Die Furche: Anders geht es nicht?

Grabherr: Natürlich geht es auch einfacher. Wenn ich etwa eine Wiese nicht sechsmal im Jahr, sondern nur zweimal mähe, kann ich die Vielfalt von drei auf 30 bis 40 Arten steigern. Einfache Maßnahmen sind oft sehr effizient. Überspitzt gesagt, bringt auch der faule Bauer etwas, der nicht so scharf arbeitet, wie die anderen (lacht). So ist der beste Partner des Naturschutzes ein sogenannter „fauler Hund“ oder eine zerstrittene Verwandtschaft, die das Land nicht bestellt, weil sie darüber streitet, wem der Grund gehört.
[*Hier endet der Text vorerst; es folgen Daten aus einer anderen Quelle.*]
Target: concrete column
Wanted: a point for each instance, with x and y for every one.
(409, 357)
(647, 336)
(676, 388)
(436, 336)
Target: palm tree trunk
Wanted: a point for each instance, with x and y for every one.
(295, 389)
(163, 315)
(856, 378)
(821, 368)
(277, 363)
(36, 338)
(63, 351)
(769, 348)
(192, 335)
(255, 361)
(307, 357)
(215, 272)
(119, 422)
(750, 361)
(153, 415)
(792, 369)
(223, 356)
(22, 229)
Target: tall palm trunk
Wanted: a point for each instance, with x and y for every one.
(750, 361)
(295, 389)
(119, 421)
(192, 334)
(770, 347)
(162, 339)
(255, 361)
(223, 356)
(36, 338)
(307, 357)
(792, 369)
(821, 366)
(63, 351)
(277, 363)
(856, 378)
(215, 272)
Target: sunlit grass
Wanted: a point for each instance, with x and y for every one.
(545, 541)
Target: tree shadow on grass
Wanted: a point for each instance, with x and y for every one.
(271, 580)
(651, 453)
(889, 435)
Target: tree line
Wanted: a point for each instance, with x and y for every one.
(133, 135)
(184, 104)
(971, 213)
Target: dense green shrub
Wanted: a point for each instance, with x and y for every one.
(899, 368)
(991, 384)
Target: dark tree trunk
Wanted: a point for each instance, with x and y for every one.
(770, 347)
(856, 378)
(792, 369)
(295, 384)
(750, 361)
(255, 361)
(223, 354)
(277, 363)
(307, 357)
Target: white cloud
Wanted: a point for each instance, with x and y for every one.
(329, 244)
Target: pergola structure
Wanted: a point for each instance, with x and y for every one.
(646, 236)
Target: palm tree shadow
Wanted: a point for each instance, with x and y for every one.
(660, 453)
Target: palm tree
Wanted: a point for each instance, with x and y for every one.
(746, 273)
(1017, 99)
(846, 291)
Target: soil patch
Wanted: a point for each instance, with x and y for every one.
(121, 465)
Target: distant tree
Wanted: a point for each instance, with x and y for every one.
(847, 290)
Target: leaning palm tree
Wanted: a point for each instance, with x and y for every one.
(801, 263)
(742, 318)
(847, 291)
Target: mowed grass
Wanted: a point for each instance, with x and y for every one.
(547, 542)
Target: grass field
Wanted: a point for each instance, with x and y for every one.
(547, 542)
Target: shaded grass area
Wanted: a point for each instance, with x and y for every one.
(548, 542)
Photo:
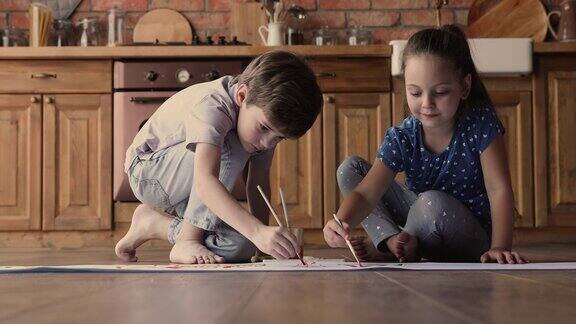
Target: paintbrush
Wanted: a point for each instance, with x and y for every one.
(288, 224)
(275, 216)
(347, 241)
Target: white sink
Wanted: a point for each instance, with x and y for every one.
(492, 56)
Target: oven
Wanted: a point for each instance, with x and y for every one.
(140, 87)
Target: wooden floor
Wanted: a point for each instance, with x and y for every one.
(319, 297)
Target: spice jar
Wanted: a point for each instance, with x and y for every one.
(358, 36)
(324, 36)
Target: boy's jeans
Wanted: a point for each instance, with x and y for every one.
(164, 181)
(445, 228)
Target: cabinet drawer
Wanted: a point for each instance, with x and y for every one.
(35, 76)
(352, 74)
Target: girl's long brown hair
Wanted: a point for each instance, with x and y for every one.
(450, 43)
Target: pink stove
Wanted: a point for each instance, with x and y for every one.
(140, 87)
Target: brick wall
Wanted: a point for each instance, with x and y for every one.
(387, 19)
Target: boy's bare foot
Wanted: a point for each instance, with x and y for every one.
(404, 246)
(193, 251)
(147, 224)
(189, 247)
(366, 251)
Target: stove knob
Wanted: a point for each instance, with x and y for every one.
(212, 75)
(151, 76)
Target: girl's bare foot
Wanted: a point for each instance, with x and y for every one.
(189, 247)
(147, 224)
(366, 251)
(404, 246)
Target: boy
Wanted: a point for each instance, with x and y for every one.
(187, 157)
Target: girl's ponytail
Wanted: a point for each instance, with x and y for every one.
(449, 42)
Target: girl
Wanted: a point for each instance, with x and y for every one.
(457, 204)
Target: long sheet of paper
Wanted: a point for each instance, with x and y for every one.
(313, 264)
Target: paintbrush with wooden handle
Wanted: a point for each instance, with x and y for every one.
(347, 241)
(276, 217)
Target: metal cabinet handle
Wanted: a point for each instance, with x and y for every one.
(145, 100)
(43, 75)
(326, 75)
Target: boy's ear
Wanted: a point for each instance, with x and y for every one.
(466, 86)
(241, 94)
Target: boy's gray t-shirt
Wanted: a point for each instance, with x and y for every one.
(202, 113)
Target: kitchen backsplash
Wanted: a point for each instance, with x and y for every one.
(387, 19)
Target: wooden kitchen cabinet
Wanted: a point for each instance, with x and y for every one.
(55, 145)
(356, 112)
(514, 109)
(555, 151)
(297, 168)
(354, 124)
(20, 161)
(77, 182)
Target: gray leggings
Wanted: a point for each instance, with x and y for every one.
(445, 228)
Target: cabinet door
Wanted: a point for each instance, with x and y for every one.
(561, 148)
(354, 124)
(77, 162)
(20, 127)
(297, 168)
(514, 109)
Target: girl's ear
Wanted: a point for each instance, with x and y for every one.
(466, 85)
(241, 94)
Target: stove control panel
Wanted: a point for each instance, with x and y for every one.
(172, 74)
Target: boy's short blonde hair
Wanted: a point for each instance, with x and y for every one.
(286, 89)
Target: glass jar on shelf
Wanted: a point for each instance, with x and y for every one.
(358, 36)
(324, 36)
(116, 27)
(63, 32)
(13, 37)
(89, 33)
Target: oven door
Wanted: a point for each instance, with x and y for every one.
(131, 111)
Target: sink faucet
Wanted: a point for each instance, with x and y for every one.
(439, 4)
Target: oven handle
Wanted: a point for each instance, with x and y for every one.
(145, 100)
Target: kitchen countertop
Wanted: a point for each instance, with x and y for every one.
(187, 51)
(225, 51)
(554, 47)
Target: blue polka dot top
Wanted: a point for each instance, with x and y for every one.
(456, 170)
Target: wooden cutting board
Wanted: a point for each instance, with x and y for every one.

Das ist eine Erfahrung aus 40 Jahren Praxis. Es ist wirklich so: Die Leute haben gar keine Ahnung, welchen Aufwand es bedeutet, so ein kleines Vogerl oder ein kleines Pflänzchen zu beschützen. Da muss immer man dahinter sein und darf nie aufhören.

Die Furche: Sie sagen, das Schlimmste, was der Natur passieren könne, seien Biologen.

Grabherr: Das Geheimnis der Vererbung und der Evolution hat durch die Molekularbiologie seinen Zauber verloren, weil es auf eine kringelige DNS reduziert wird. Gleichzeitig gilt heute nur noch die Molekularbiologie als gute Forschung. Die Beschäftigung mit den Organismen und ihren Lebensbedingungen hat dagegen an Beachtung und Respekt verloren.